Dibattito estremizzato
Il fronte pro-Unione ha insistito sulle convenienze economiche del mercato unico anche per disinnescare l’arma retorica più efficace in mano ai sostenitori della Brexit: l’immigrazione fuori controllo. Ma la retorica europeista è degenerata in una “campagna di paura”, prefigurando scenari apocalittici in caso di divorzio da Bruxelles. Un’ inutile estremizzazione, a scapito di argomentazioni più equilibrate, condivisa dagli euroscettici, colpevoli di aver cavalcato strumentalmente (e cinicamente) le paure legate ai flussi migratori.
Regno spezzato a metà
Il Regno va così al voto più diviso che mai. Una spaccatura che si riflette nella composizione dei due schieramenti. Gli unionisti si concentrano principalmente nei grossi centri urbani (a cominciare da Londra), anagraficamente più giovani, meglio scolarizzati, realizzati economicamente. La Brexit alloggia nelle periferie, tra chi è rimasto escluso dalla mobilità sociale, chi si sente tradito dalle promesse della modernità globalizzata.
Confronto impari
Votare contro l’Unione diventa allora un voto di protesta, ma anche d’affermazione identitaria, di speranza e di rifiuto dello status quo. Un voto che rivela sincere paure ed ingenue nostalgie, per un passato che mai ritornerà. Su queste pulsioni la Brexit ha costruito una narrativa simil-patriottica che ha saputo reggere l’impari confronto con la potenza dell’establishment (media, università, politica, industria, finanza, sindacati), compatto nel voler restare.
Futuro Cameron
Spettatore interessato, e partecipe, della contesa referendaria, il Premier David Cameron.

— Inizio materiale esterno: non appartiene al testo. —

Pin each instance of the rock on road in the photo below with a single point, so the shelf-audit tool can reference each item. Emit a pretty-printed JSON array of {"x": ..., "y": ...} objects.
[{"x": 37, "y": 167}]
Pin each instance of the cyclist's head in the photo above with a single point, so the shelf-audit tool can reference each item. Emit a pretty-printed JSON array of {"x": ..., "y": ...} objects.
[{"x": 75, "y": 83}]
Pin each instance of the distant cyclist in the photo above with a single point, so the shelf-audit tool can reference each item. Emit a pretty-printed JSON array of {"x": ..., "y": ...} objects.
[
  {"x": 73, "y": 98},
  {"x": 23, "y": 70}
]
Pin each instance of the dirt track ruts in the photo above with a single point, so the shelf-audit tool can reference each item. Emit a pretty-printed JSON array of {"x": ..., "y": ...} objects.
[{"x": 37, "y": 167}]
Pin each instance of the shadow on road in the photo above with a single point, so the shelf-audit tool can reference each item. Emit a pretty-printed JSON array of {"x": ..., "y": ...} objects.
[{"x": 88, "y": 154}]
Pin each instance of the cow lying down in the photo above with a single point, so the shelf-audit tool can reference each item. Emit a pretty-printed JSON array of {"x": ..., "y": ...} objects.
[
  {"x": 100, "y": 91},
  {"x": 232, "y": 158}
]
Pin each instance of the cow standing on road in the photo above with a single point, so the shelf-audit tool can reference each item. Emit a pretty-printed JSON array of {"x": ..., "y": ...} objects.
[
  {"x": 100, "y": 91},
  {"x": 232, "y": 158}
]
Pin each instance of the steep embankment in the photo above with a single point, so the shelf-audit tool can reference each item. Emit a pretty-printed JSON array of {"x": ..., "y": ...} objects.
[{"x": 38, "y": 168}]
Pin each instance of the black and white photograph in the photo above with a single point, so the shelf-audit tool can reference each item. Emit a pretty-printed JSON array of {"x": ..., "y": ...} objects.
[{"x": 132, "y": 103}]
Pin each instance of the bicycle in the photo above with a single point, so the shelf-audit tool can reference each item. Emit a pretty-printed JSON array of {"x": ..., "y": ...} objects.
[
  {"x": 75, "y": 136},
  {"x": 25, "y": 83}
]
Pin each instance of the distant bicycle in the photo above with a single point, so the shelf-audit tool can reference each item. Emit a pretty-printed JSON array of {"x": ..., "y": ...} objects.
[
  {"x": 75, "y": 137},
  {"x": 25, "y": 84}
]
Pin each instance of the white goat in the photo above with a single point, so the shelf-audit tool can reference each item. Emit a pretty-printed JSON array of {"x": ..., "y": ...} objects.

Nelle prime ore di domani, venerdì 24, scoprirà - e noi con lui - quale destino (politico) lo attende. Se il Regno resterà in Europa, si limiterà ad un rimpasto di governo per ricompattare il suo partito, i Tory, lanciando un messaggio di distensione al paese. Lo strappo dal continente, viceversa, equivarrebbe ad un ordine di sfratto da Downing Street, in largo anticipo sulla scadenza del mandato (2020). E sull’uscio di casa troverebbe ad aspettarlo la zazzera bionda di Boris Johnson, già pronto a subentrargli.